Authors :
Presenting Author: Tomi Ashaye, MD – Neurotech, LLC
Sedalia Cole, R. EEG T., CLTM – Neurotech, LLC; Danielle Pierce, R. EEG T., CLTM – Neurotech, LLC; Magdalena Warzecha, R.EEG/EP T, NA-CLTM, FASET – Chief Operating Officer, Neurotech, LLC
Rationale:
This study aims to compare the cost and quality of 48 hour ambulatory Electroencephalogram (EEG) done with Tensive to those done using Collodion.
Methods:
This retrospective study included intermittently monitored 48-hour ambulatory EEG studies in 252 adults. The EEG studies were performed by seven EEG technologists with greater than two years of ambulatory EEG experience. Collodion was used as the adhesive agent in half of the studies and Tensive was used in the other half. Electrodes were placed using the international 10-20 system and electrode impedances met the American Clinical Neurophysiology Society (ACNS) guideline of less than 10 kOhms at the start of the recording. The integrity of the electrode connection was assessed by evaluating the number of electrodes in which impedance exceeded 10 kOhms during the 48-hour study. Impedances for the Frontopolar electrodes (Fp1 and Fp2) were excluded as these electrodes are held in place by tape. The impedances were checked and documented every 4 hours, more frequently if artifact was noticed by the R.EEG technologist during intermittent monitoring. The cost per patient of using Collodion and its ancillary supplies was compared to the cost of using Tensive.
Results:
The incidence of at least one electrode with impedance greater than 10kOhms was similar for collodion and tensive groups within the first and second 24 hours of ambulatory EEG. During the first 24 hours, the incidence was 23% for collodion and 24.6% for tensive (p=0.7674). For the second 24 hours, similar findings were observed; 33.3% for collodion and 34.9% for tensive (p=0.795). The differences remained statistically insignificant when controlling for EEG technologist (p=0.5876) and patient gender (p=0.1275) over the 48-hour period.
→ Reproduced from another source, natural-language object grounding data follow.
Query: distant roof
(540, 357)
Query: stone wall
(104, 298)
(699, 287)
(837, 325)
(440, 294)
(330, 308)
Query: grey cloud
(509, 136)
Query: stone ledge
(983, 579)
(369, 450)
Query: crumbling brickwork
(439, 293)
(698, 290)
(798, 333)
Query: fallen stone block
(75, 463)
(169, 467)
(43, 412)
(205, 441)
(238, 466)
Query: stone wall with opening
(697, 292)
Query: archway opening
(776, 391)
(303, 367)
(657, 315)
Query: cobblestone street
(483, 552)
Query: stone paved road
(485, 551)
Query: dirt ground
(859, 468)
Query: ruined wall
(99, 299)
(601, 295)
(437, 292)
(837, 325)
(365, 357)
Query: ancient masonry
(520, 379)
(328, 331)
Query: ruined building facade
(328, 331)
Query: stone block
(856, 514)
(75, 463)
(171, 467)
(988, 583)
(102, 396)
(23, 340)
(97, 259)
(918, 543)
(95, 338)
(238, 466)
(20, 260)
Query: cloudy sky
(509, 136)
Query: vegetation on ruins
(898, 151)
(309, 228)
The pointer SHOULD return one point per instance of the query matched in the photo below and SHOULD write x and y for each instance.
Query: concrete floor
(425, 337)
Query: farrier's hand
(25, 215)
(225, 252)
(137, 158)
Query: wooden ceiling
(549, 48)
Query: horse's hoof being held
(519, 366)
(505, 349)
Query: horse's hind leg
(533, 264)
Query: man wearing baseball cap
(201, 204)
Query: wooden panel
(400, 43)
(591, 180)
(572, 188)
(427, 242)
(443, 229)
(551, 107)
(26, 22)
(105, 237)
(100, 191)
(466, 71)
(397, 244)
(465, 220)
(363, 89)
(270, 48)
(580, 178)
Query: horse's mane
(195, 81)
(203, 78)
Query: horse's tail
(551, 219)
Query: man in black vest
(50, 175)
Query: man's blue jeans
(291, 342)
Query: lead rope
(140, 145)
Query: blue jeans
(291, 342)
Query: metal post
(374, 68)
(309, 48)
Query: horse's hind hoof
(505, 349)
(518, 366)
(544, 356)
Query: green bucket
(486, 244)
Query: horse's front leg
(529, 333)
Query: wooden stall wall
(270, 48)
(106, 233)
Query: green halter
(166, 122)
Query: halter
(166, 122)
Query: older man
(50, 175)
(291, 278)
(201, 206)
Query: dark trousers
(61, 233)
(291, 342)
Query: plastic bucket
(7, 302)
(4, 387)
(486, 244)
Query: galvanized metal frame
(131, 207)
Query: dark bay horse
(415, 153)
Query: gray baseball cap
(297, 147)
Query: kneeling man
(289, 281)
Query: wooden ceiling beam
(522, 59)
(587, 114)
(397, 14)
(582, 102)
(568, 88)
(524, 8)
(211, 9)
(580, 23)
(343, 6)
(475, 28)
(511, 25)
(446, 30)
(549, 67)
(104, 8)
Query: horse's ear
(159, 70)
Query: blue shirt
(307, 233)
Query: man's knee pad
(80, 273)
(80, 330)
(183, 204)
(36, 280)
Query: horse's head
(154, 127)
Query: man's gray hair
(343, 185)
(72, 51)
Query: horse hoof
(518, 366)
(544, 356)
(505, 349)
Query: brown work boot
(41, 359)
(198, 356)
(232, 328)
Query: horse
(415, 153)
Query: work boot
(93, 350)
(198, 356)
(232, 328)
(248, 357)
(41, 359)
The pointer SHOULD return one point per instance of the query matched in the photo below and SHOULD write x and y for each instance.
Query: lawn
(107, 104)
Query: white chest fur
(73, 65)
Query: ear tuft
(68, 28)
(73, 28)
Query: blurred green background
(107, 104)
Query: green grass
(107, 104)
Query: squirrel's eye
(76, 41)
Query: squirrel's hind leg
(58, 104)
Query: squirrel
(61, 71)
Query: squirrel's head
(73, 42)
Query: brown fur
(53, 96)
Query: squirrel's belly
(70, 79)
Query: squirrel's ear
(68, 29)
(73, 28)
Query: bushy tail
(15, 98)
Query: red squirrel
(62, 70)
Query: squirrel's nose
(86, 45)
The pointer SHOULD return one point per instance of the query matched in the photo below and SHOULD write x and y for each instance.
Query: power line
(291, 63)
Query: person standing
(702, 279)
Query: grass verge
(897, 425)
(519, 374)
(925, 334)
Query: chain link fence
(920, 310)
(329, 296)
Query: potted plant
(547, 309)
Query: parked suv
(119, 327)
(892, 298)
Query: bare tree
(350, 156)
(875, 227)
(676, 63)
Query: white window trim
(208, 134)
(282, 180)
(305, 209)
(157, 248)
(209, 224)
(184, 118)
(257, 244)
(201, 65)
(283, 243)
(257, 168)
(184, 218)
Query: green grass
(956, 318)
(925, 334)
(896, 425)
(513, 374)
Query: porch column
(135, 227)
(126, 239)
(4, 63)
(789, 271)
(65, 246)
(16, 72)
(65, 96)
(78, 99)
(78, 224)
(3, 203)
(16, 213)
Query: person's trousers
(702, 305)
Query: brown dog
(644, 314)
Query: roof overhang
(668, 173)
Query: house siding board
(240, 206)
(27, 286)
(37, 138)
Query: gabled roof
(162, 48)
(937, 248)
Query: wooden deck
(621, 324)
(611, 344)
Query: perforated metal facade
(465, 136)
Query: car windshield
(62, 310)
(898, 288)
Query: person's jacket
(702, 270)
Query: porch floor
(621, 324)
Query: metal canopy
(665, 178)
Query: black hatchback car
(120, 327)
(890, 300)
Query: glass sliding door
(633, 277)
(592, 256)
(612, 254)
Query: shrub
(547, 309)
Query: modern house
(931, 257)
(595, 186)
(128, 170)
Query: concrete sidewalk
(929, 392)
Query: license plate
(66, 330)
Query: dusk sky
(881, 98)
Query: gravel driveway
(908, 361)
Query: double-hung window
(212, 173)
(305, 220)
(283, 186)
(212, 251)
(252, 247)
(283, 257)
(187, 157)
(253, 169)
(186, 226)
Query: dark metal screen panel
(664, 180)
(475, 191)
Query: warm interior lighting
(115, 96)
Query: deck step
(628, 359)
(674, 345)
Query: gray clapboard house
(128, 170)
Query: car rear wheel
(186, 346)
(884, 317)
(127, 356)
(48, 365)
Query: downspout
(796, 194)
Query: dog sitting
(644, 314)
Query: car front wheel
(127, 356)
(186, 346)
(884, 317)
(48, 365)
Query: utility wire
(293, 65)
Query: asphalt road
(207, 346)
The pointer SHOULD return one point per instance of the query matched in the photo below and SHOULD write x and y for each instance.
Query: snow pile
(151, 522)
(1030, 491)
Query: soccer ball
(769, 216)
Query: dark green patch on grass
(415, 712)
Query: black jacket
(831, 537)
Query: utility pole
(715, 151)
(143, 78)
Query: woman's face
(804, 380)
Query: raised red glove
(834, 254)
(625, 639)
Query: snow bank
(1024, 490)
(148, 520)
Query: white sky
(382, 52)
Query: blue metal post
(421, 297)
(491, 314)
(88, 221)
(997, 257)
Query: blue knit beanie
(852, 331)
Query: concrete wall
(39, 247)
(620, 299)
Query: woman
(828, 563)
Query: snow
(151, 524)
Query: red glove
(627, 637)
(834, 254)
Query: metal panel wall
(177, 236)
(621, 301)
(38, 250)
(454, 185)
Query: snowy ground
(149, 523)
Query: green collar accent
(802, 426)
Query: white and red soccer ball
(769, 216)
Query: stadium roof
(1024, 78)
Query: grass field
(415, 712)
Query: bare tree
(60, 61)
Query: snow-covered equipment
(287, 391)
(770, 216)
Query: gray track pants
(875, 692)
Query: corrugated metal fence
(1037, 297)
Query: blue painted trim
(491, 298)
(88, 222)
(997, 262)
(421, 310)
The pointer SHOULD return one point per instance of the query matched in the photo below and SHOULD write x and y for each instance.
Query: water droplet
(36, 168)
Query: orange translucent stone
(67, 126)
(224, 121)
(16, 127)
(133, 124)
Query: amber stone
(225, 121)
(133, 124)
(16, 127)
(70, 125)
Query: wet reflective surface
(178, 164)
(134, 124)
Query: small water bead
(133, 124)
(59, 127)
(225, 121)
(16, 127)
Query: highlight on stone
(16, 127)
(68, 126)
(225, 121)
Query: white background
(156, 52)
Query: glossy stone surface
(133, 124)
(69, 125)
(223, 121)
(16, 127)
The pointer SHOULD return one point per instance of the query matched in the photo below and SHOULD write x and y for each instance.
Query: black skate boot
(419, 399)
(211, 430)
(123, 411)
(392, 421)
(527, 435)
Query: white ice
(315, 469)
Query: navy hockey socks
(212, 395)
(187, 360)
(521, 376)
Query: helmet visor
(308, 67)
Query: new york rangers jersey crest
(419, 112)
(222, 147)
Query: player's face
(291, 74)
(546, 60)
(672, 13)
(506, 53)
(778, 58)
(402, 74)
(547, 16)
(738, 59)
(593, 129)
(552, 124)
The difference in mean number of instances of impedance greater than 10kOhms at 48 hours was also not statistically significant; 2.08 for collodion and 1.89 for tensive (p=0.5531). Lastly, there is a 73% cost reduction per patient when using Tensive compared to Collodion.
Conclusions: There is no significant difference in electrode impedances between Collodion and Tensive during 48-hour ambulatory EEG studies even when controlling for patient gender and EEG technologist. Tensive can be a more cost effective and convenient alternative to Collodion for ambulatory EEGs without compromising the integrity of electrode placement and quality of the study.